The vSAN performance service alarm 'Stats primary election' and vSAN network alarm 'Hosts with connectivity issues' are triggered together and auto resolves.
These two alerts keep repeating.
The host reporting the 'Hosts with connectivity issues' issue keeps changing.
There are no issues over the management network between the hosts and vCenter.
Restarting vsanmgmtd service on the host does not help resolve the issue as per vSAN Health Service - Network Health - Hosts with connectivity issues.
Recreating the performance stats object does not help resolve the 'Stats primary election' alert as per vSAN Health Service - Performance Service - Stats master election check.
Vmware Aria Operations 8.16.x
Vmware Aria Operations 8.17.x
VMware vSAN 8.x
The 'Stats primary election' alert is triggered because the vsanmgmtd service on the vSAN hosts go to a not responding state frequently.
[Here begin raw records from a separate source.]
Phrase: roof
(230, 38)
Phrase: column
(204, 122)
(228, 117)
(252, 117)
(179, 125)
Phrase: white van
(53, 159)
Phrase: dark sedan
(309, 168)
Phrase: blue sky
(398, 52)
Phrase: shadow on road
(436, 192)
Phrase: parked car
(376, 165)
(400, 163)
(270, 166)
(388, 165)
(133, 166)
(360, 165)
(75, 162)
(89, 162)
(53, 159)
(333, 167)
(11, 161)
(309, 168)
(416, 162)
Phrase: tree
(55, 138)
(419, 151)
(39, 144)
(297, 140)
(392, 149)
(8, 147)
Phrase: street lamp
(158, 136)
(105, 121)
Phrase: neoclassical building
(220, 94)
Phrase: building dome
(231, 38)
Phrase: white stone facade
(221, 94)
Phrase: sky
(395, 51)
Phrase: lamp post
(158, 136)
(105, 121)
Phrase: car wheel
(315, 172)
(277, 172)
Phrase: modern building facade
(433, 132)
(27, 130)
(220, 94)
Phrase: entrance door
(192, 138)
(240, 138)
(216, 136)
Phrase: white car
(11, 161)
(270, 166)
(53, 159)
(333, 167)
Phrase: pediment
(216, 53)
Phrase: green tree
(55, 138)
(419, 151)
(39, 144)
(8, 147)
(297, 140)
This is due to continuous API calls with unsupported parameters, which run into an error while fetching the details being made on the service, thereby overloading it.
From the ESXi host's /var/run/log/vsanmgmt.log the unsupported parameter call can be seen:
YYYY-MM-DDTHH:MM:SS.SSSZ error vsand[2110597] [opID=########-#### statsdb::Run] When run command execute for mode normalMode, met exception in DB thread data processing: no such column: throughputDevRead, out is no such column: throughputDevRead Traceback (most recent call last): File "/usr/lib/vmware/vsan/perfsvc/statsdb.py", line 4535, in Run sqlite3.OperationalError: no such column: throughputDevRead
These API calls are coming from VMware Aria Operations.
Due to these calls the hostd service on the host also goes down causing the 'Hosts with connectivity issues' alert.
To resolve this issue:
Upgrade VMware Aria Operations to either 8.16 Hot Fix 2 or 8.17 Hot Fix 1.
Delete and re-create the vsan stats object- SAN Health Service - Performance Service - Stats master election check.